The reaction was fierce. His bishop, Alexander of Alexandria, condemned him around 318, and the quarrel spread through the eastern churches with enough force that the emperor Constantine convened the Council of Nicaea in 325 partly to settle it. The council ruled against Arius, declaring the Son homoousios — of one substance — with the Father, the word that anchors the Nicene Creed. Arius was exiled, though the controversy was far from over: for much of the fourth century various forms of subordinationist theology held imperial favour, and the Nicene position triumphed only gradually, through the work of later defenders such as Athanasius. Arius died in Constantinople in 336.

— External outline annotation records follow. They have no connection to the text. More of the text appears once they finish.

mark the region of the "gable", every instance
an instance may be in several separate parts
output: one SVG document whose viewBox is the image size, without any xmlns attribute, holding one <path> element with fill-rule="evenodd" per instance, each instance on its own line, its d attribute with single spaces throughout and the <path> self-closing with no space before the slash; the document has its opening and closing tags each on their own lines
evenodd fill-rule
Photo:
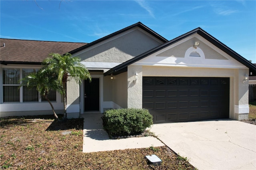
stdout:
<svg viewBox="0 0 256 170">
<path fill-rule="evenodd" d="M 196 42 L 200 42 L 196 47 Z M 139 60 L 134 65 L 199 67 L 246 68 L 197 34 L 170 45 Z"/>
<path fill-rule="evenodd" d="M 206 40 L 204 40 L 203 41 L 206 42 Z M 196 37 L 193 37 L 184 42 L 173 47 L 172 48 L 156 55 L 156 56 L 184 58 L 185 57 L 185 53 L 188 49 L 190 47 L 193 47 L 193 45 L 191 45 L 194 44 L 196 42 L 200 42 L 200 45 L 198 47 L 200 49 L 204 49 L 204 53 L 206 59 L 228 59 L 206 44 L 203 41 Z M 194 48 L 194 48 L 194 51 L 196 52 L 196 49 Z"/>
<path fill-rule="evenodd" d="M 74 54 L 83 61 L 123 63 L 164 42 L 135 28 Z"/>
</svg>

Historically, the dispute is significant well beyond its outcome. It forced the church to commit, in binding language, to a definition of the relation between Father and Son, and in doing so it shaped the doctrine of the Trinity that became standard in Christianity. The label has outlived the man: later movements that denied the full divinity of Christ, from certain Reformation-era groups to some modern ones, have been called “Arian” by their critics, often with little direct connection to what the Alexandrian presbyter actually argued. The historical Arius remains a partly obscured figure, known mostly through the words of those who set out to refute him.